All right, so let’s dive in. First question here is, “How do you get started with 3Play’s live captioning?” So to get started with that, you can feel free to contact us at livecaptioning@3playmedia.com. That’s an email alias that includes everyone on our team that is involved in this process, and that can get you up and running as quickly as possible. So again, that email is livecaptioning@3playmedia.com. You can also visit our website to learn more, and that specific page is 3playmedia.com/solutions/services/liveautocaptioning.

“Does your live captioning service integrate with any video platforms?” Yes. So we integrate with top live streaming video and meeting platforms such as YouTube, Zoom, Brightcove, and JW Player. I alluded to this a bit earlier, but we’re also looking to expand those players. So it’s great to know some of the platforms that everyone here is using.

“How does the live captioning process work?” So first you would create a live event in any of our integrated live stream video-platform integrations. So you’d create your event there. Then you would schedule the live automatic captioning in your 3Play account for that corresponding live event. Then you would start streaming your event, and your captions will display directly in the video player, or you can also display them through that embed code external URL solution.

Once the event is over, you can also download, edit, or upgrade your transcripts to our full human process. So that would include human QA and human editing. And you can also access the final transcript for editing yourself.

“Is there API support?” So yes, we do support API endpoints for ordering and also managing 3Play live events. All of our settings for live events are parameters you can set through the API. Our API documentation is located at docs.3playmedia.com/apiv3/overview. And we can include all of these links as well.

“Is Zoom an accessible platform? What other platforms are there that you would recommend?”

So Zoom has many accessibility features. They have the ability to add live captions, keyboard accessibility, and screen-reader support also.
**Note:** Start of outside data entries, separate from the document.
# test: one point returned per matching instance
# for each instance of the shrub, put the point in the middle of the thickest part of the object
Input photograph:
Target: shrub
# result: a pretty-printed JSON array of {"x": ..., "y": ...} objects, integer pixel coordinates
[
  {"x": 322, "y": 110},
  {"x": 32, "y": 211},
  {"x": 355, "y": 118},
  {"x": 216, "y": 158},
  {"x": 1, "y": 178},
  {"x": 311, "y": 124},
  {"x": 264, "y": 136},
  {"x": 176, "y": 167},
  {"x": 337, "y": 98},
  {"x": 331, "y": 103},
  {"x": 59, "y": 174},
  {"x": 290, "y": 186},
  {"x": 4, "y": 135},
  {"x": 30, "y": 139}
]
And then Brightcove, JW Player, and YouTube are the other players that allow live captioning and have built-in accessibility features.

“If the speaker talks more slowly, does human captioning accuracy increase?” So yes, there are many ways to improve the quality of live automatic captioning, such as a single speaker, clear pronunciation, and little to no background noise. But yes, if the speaker does talk more slowly, it helps.

“Will the captioning be done by ASR or humans?” So 3Play’s solution uses ASR strictly. So there’s that option, but there are also many other human-only options.

“Can you caption your own YouTube Live presentations, or do you have to hire a professional?” So you don’t necessarily have to hire a professional. One thing I will mention about human solutions is that there is definitely a bit more pieces to the process. You have to obviously schedule time with the humans that are available to caption for you, and you have to hire them. So there’s much more logistics involved there.

But as far as YouTube goes, our integration works with YouTube Live. So that’s all done automatically based off that ASR.

“Can 3Play Media’s live captioning solution be integrated into the Panopto live stream?” So not yet, but this is definitely something we’re willing to explore. We want to explore several new platforms that people are using for live, obviously. So it’s definitely on our minds. And as a workaround, you can also use the embed code external URL solution.

So we’ll take one more question here. “Can captions be added to existing commercially available videos that don’t have captions?” So yes, you can always add captions to prerecorded videos with the 3Play Plugin solution, which is similar to that embed code that I mentioned earlier. And that can basically provide captions for any videos you don’t own and videos that don’t currently have captioning.

All right, last question here. “What are the impacts of using it for meetings where many people speak?”

So this is obviously a common occurrence for any meeting. There might be multiple people talking at the same time, and live captioning does not capture those speaker identifications. So it’s important, really, to focus on that post-production process where you can apply speaker identifications after the fact.

All right. Thanks, everyone, for joining today.